REEs are a set of seventeen elements that share similar chemical and physical properties. REEs have unique magnetic, luminescent and catalytic properties, making them essential components for many modern technologies, including more than 200 high-tech products. Green technologies like wind turbines and electric vehicles depend heavily on REEs. But it’s not just green technologies or cutting-edge defense equipment, like the F-35 fighter jet, that rely on REEs. Your phone, TV and laptop also require these elements to work. Basic, everyday actions, like reading these sentences on your screen, require REEs. This is precisely why this discovery at Sheep Creek is so important.
In February, the Utah-based company US Critical Materials announced it discovered REE samples with grades exceeding any other domestic source at their Sheep Creek property. “REE grade” refers to the concentration of REEs in a geological deposit or ore body. It is typically expressed as the percentage of the total rock that is made up of the elements. REE grade is essential in evaluating potential mining projects, as it affects the cost and feasibility of extracting and processing the elements. The higher the deposit’s grade, the more economically attractive.

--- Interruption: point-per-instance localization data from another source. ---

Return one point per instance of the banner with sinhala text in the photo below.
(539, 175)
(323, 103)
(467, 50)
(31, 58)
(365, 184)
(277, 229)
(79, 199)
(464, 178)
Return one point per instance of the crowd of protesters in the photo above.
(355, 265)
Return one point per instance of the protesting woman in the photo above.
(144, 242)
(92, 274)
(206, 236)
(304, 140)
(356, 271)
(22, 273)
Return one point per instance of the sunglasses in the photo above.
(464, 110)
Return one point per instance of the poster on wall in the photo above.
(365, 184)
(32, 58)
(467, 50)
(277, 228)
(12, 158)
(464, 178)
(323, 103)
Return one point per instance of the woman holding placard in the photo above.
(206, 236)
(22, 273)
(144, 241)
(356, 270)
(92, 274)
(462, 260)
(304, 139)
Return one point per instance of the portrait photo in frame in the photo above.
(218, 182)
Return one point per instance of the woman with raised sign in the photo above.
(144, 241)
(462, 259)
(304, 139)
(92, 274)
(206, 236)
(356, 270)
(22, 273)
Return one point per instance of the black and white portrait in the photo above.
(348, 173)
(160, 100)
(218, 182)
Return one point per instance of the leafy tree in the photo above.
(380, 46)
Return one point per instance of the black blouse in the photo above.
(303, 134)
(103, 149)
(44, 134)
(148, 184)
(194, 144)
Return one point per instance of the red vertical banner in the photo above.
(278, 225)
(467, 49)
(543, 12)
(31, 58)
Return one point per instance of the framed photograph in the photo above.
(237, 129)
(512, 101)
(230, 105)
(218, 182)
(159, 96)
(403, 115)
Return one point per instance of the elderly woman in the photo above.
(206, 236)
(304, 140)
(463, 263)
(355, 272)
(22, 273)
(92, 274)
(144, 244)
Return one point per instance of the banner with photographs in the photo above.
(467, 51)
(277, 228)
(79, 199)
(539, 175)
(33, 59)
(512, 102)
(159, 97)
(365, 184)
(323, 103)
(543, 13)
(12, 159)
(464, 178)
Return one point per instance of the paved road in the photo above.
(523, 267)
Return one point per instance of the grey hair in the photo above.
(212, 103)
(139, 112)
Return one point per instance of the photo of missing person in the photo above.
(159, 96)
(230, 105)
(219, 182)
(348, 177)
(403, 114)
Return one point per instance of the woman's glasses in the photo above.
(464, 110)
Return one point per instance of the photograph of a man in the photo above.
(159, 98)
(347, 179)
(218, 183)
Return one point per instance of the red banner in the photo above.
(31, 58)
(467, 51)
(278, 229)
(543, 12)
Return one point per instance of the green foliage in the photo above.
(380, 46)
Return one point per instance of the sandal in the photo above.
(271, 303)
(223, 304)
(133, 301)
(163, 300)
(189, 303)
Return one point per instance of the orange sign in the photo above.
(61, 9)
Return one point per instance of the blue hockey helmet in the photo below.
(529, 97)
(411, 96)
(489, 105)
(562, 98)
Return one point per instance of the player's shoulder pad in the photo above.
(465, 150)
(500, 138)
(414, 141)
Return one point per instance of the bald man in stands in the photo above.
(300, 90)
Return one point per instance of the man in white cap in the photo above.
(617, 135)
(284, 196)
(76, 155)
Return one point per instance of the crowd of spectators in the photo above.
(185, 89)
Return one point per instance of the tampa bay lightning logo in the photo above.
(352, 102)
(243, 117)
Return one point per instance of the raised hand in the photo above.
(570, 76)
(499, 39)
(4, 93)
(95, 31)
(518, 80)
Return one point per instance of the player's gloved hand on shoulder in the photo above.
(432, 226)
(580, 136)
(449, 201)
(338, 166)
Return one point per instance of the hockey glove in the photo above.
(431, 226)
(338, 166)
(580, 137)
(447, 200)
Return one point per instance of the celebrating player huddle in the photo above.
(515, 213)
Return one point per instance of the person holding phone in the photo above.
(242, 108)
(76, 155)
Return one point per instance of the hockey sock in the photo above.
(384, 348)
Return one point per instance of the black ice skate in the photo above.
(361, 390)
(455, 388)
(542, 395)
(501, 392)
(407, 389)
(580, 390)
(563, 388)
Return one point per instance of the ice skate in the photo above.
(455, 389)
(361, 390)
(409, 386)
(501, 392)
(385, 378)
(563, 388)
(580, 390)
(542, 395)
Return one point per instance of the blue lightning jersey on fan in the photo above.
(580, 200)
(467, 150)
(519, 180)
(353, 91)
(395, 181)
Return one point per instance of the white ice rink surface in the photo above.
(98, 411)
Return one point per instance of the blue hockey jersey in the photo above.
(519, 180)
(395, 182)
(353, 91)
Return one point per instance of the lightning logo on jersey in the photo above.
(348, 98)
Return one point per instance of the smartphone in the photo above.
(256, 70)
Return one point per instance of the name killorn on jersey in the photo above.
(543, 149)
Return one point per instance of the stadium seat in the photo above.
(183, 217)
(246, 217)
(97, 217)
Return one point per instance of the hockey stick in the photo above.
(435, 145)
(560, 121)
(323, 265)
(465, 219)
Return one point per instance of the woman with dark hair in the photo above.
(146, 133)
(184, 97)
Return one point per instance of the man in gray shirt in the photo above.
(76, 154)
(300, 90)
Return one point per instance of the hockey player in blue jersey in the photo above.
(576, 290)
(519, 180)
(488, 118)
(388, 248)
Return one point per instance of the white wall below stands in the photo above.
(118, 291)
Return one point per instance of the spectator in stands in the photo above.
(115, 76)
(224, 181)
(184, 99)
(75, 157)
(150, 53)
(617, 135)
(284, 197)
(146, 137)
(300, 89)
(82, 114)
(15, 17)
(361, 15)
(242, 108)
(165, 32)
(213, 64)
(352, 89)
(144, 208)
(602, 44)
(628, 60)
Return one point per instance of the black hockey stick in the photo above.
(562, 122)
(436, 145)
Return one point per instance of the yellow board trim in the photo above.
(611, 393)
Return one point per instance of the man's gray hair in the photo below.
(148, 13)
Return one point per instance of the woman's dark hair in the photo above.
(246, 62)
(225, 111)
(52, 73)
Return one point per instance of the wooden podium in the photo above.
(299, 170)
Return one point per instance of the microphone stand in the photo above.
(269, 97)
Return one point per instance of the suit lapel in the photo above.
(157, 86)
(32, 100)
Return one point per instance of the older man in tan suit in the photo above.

Such a discovery makes sense considering the history and recent investments in the area. The US Geological Survey (USGS) and Montana’s Bureau of Mines and Geology have conducted surveys on the Sheep Creek REE deposit since the 1950s, with further fieldwork in the 1980s. The USGS is planning another survey this summer. According to Montana Public Radio’s John Hooks, geologists and mining experts do not contest the US Critical Material’s findings, though they say further exploration is needed. In its discovery, US Critical Materials found that the deposit contains thirteen of the most essential REEs needed for high-tech products and could help establish a domestic supply chain. Better still, the discovery shows that Sheep Creek has low “waste” mineral levels that must be removed during extraction. This discovery means Sheep Creek could be incredibly efficient for extracting and processing REEs with potentially less environmental risk than other active sites.
If the deposit’s estimated value is true, it will have serious implications for America’s domestic economy, which has struggled to develop an REE source not subject to the whims of potentially hostile nations. Importantly, the finding could reduce costs for American manufacturers using REEs, while countering the unfair trade practices of the world’s current REE leader: China.
But it isn’t just America which could see major benefits, both Montana and the environment are positioned to be potential beneficiaries. By mining for REEs in a location with greater checks and balances, rather than a totalitarian nation with a track record of being one of the world’s biggest polluters, the environment will no doubt be better off. That’s not to mention the potential economic benefits Montana would receive from the mine and the resources it could provide in helping diversify Montana’s energy portfolio.